No quise hacerlo, he jurado mil veces que solo fue una señal de afecto, una caricia exagerada sí, porque la alegría de haberla recuperado me exaltó.

Fui yo el primero que acudí a la policía, fui yo quien se declaró culpable ante todo aquel que quisiera oírme. Y ahora estoy aquí, en este lugar blanco, impoluto, sin colores, sin alegría, en total soledad. No sé si es la auténtica realidad que me envuelve o son mis sueños que me atormentan. No se si este encierro mío es real o es producto de un mal sueño. Lo cierto es que desde que Mabel desapareció de mi vida no he vuelto a visitar el maravilloso mundo de Oz, parece como si ese lugar de prodigios asombrosos se hubieran esfumado con ella.

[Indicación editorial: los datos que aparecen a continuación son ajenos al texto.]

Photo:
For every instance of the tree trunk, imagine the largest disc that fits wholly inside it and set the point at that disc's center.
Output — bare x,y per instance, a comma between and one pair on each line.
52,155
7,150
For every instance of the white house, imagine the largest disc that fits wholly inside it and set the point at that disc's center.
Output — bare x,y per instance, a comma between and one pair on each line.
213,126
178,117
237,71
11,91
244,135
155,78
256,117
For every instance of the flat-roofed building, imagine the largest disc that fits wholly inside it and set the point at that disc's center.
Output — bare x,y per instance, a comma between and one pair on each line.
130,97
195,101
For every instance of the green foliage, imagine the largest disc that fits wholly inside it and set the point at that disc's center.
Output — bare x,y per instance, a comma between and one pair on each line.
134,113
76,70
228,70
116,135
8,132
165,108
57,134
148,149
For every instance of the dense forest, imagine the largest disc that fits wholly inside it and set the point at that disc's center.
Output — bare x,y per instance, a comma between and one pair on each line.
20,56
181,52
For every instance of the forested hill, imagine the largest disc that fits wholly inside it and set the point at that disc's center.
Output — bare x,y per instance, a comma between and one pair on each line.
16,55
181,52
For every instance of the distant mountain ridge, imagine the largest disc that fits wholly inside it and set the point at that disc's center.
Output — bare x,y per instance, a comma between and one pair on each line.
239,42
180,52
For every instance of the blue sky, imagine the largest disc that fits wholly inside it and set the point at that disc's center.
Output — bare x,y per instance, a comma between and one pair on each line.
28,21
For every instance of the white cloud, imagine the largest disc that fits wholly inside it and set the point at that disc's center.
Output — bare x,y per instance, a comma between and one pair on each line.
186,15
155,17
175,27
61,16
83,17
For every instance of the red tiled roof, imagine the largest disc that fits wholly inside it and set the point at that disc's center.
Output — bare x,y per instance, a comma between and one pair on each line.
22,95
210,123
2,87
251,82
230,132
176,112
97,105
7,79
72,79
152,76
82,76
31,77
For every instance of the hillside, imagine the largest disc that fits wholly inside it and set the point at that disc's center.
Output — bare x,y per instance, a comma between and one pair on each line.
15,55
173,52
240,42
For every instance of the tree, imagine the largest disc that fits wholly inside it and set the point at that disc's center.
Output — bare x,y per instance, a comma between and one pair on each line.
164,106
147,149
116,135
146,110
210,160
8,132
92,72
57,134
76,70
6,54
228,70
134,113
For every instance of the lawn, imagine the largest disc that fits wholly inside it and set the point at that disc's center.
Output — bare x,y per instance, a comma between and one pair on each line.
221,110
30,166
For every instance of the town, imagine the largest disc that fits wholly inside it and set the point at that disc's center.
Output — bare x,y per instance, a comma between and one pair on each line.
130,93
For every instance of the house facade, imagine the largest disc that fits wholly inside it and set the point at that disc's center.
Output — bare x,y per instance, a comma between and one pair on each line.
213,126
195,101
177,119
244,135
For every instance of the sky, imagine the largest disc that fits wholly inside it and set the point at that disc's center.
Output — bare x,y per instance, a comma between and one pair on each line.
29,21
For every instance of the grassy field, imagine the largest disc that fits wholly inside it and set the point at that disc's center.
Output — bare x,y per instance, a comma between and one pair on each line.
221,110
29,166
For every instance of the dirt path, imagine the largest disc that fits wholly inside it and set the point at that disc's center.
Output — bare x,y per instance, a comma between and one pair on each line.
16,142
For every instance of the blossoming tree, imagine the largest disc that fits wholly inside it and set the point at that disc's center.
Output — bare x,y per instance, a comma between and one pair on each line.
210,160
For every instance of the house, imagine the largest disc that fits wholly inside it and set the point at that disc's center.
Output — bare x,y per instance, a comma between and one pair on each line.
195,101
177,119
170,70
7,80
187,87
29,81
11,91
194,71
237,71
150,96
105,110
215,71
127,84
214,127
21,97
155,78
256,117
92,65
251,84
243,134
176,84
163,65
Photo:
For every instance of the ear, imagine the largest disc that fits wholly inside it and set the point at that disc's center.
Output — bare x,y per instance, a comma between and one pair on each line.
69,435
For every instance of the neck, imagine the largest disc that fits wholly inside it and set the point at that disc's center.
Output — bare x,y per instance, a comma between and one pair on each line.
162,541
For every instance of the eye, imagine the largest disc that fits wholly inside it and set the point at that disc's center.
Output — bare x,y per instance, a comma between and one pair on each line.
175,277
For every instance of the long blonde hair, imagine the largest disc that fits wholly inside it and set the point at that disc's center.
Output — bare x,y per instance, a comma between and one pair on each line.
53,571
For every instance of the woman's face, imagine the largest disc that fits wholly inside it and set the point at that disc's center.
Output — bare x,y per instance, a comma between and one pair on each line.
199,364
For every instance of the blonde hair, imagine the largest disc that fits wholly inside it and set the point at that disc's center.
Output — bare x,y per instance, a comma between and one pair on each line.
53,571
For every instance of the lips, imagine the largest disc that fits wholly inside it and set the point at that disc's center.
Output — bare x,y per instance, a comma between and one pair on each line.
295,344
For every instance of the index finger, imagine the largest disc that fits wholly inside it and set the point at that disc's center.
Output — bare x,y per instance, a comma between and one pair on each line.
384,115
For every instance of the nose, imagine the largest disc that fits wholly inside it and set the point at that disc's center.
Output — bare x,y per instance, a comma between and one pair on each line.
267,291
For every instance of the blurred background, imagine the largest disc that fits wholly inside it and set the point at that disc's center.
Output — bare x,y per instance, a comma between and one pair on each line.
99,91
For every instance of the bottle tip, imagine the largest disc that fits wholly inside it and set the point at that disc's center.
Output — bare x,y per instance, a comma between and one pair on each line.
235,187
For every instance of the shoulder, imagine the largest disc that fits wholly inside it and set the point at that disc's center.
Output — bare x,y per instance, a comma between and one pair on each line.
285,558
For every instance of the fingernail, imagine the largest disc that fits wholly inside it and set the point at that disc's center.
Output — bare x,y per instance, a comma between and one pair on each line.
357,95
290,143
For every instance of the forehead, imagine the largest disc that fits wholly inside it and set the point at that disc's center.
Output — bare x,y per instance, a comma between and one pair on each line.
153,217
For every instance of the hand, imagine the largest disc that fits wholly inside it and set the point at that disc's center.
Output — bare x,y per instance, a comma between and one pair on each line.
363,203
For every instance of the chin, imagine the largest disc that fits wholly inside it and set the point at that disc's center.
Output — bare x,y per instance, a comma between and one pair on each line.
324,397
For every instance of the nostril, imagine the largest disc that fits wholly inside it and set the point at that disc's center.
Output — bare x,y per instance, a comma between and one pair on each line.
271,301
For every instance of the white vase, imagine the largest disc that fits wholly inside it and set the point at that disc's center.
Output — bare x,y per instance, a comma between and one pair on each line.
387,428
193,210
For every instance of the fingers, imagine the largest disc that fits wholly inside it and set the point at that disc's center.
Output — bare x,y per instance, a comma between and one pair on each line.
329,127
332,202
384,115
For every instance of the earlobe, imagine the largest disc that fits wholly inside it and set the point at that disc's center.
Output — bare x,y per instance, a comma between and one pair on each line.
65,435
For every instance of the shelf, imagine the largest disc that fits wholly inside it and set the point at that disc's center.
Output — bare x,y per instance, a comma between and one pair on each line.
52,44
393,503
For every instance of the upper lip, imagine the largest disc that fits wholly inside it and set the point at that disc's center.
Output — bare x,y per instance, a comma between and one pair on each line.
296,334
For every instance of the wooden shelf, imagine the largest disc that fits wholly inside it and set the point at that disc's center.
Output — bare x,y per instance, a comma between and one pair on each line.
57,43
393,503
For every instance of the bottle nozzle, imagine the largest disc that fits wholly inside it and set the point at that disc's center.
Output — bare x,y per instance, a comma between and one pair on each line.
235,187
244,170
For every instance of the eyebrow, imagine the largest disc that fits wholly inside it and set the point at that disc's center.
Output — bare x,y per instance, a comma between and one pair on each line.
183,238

Mi único contacto humano era unos pocos minutos dos veces al día con aquellos hombres enfundados en sus monos blancos y, muy de vez en cuando, con dos hombres con batas blancas que, portando una carpeta en sus manos me miraban con indulgencia y movían la cabeza negando repetidamente para que el más mayor volviera a murmurar muy bajo, pensando que yo no le podía escuchar, las mismas palabras:

“¡Pobre muchacho!, es una lástima que haya perdido la noción de la realidad de esa manera, mira que pensar que ha asesinado a su novia. Este pobre desgraciado no tenía novia. La policía acudió a la vivienda en cuanto él se presentó a entregarse y allí no había ningún cuerpo. Lo único que encontraron en aquella habitación fue una figurilla de porcelana con forma de ninfa hecha pedazos en el suelo”.

Y ellos, pobres desgraciados, ¿que sabrán lo que pasó con Mabel?